The Court did not extend the rule beyond the facts of the case before it. Harlan ended his opinion by stating the limitations of the ruling: “We are not inclined to hold that the statute establishes the absolute rule that an adult must be vaccinated if it be apparent or can be shown with reasonable certainty that he is not at the time a fit subject of vaccination or that vaccination, by reason of his then condition, would seriously impair his health or probably cause his death.”

A couple decades later a new lawsuit regarding vaccines emerged.  1922s Zucht v. King was decided regarding state laws requiring children to be vaccinated before attending public school.  Justice Louis Brandeis and a unanimous court held that Jacobson “settled that it is within the police power of a state to provide for compulsory vaccination” and the case and others “also settled that a state may, consistently with the federal Constitution, delegate to a municipality authority to determine under what conditions health regulations shall become operative.” 

Eighty years later yet another federal court ruling emerged regarding vaccines.  In Boone v. Boozeman, decided August 12, 2002, the courts determined that there are no exemptions to mandatory vaccination laws.  This includes "sincerely held religious beliefs," or parental rights regarding decisions concerning medical procedures of their children.

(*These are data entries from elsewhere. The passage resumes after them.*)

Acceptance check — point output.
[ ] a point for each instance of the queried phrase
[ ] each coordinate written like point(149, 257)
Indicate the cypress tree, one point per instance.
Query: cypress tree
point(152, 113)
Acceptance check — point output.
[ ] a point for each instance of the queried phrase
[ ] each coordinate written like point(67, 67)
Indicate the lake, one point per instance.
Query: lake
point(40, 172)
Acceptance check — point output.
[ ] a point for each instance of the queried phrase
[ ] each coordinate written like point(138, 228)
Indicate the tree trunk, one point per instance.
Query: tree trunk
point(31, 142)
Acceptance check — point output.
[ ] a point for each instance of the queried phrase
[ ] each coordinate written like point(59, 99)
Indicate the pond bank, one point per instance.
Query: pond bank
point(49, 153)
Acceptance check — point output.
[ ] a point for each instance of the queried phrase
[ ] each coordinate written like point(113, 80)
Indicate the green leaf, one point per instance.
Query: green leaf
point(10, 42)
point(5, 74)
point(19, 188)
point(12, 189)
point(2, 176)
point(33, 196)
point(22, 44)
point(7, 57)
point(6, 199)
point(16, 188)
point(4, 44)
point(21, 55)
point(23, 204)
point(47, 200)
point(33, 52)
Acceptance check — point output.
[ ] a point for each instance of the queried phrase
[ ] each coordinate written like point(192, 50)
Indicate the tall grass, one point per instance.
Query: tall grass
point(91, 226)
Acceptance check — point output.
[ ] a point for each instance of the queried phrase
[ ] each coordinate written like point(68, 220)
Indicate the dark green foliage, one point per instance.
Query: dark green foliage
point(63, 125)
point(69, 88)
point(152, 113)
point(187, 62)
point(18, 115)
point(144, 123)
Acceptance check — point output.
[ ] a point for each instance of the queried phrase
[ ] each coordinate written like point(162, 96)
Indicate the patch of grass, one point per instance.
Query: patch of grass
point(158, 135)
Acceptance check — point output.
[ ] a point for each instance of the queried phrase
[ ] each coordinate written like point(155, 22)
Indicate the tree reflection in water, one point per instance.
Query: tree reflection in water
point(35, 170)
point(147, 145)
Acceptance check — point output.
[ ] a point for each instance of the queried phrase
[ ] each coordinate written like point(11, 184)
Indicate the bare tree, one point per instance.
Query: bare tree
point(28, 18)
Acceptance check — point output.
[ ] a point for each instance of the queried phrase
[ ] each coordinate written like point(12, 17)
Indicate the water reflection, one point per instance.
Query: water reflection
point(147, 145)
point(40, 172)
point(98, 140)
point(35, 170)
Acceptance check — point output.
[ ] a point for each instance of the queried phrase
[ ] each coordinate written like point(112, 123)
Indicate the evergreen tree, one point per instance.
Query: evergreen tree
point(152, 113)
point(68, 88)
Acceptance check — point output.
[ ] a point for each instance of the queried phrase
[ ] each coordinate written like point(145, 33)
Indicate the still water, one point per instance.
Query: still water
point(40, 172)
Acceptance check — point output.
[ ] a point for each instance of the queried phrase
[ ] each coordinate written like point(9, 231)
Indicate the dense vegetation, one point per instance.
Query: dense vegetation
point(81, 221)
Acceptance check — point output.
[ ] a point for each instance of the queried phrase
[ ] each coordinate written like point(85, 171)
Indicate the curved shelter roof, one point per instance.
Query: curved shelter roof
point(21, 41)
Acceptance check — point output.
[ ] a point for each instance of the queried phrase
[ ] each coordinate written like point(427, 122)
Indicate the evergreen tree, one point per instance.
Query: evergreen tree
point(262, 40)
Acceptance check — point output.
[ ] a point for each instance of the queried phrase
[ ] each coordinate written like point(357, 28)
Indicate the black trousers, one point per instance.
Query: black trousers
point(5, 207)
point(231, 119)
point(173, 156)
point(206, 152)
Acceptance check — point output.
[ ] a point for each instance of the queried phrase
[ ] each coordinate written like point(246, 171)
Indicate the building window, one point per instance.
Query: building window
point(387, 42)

One can argue that the Bill of Rights does not have an asterisk next to the list of enumerated rights stating, "unless there's a virus."  In the Declaration of Independence, when it comes to our natural rights and the rule of law the document points out each of us "assume among the powers of the earth, the separate and equal station to which the Laws of Nature and of Nature's God entitle them."  In other words, as individuals, our liberty is also individualistic.  The courts, in their disagreement, have taken a more collectivistic approach, proclaiming that in some instances, such as health emergencies, the needs or protection of the community outweighs that of the individual.  While the Declaration lists life and liberty being among the rights that government has no authority to tamper with (at least not without first applying the due process of law), the courts have determined that our unalienable rights are alienable when a public crisis arises.

Despite the decisions of the courts on the matter, and despite the fact that there are no clauses in the U.S. Constitution that state "thou shalt not mandate vaccinations," the very idea of anything that should be voluntary having a compulsory label slapped upon it is both immoral, and outside the intended spirit of the principles of the U.S. Constitution.  The federal government has no authority to demand we allow government to insert unknown ingredients into our bodies whether we like it or not, and States shouldn't have that authority, either.  The whole point of American Liberty is individualism, and the idea that the individual should be able to assess the risks involved with receiving a vaccination, or not receiving a vaccination, and make their own decision regarding the issue accordingly.

The mandatory vaccine proposals are no different than the face covering edicts or government requiring us to wear seatbelts.  While the best of intentions, and the best interest of the community are being served, in the end, we, as individuals, in the name of liberty, must be given the opportunity to make our own decisions regarding these issue.  For policy to be otherwise is a back window entrance for government to chase a dark path that ultimateley leads to tyrannical control over the populace.